A lifelong friend of mine, Kai, owns a market corner in my heart. For as far as I can remember, he has been a pure and impeccable human being. A few weeks ago, he called me to share that his decade old relationship had gone through a crisis, and though everything is now back to normal, he struggles to feel the relationship in the same way.
Kai never got to be a dumb kid. Dumb maybe, but never a kid. Everyone called him a “little grownup” and he was so proud of that: being good and following the rules. He was so faultless that he ended up being a teacher’s pet. But then he grew up to be an adult, and there was no teacher to please. That’s why he made up some idea of what people expect from a noble man. Making a nice home and raising well-behaved kids … not making waves … not making troubles, and keeping his voice down. And he went along with that wanting to keep on being good. He mostly stayed quite. So quiet that he forgot the sound of his own voice. People almost forgot that he was there. His wife forgot he was there.
Years passed in the same manner more or less. Through a series of social interactions, Kai found Gemma who didn’t like him very much. Gemma didn’t consider Kai to be kind or good. And Kai went along with it. But he struggled with this thing he’s been afraid of all along.
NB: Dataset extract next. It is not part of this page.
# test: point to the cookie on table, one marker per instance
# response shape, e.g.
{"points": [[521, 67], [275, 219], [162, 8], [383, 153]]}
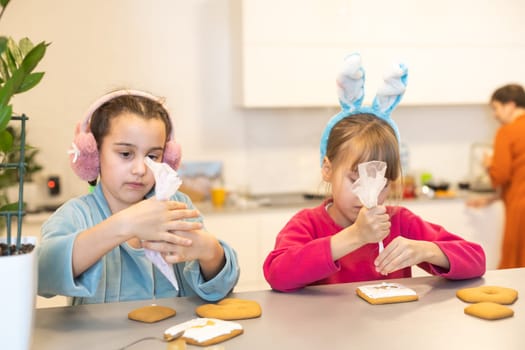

The fear that someone would think less or ill of him. Then oddly, he found Gemma’s ill-feeling towards him to be a relief. At least someone saw him. Someone didn’t think he was invisible. Jumbled and unsettled, he no longer knew where he stood with Gemma and their dry fling dissolved.
Kai’s happily-ever-after project resumes. But it doesn’t resume on the same terms. He got to sense what it means to be perceived as imperfect. Though he has patched the relationship together, the patches show.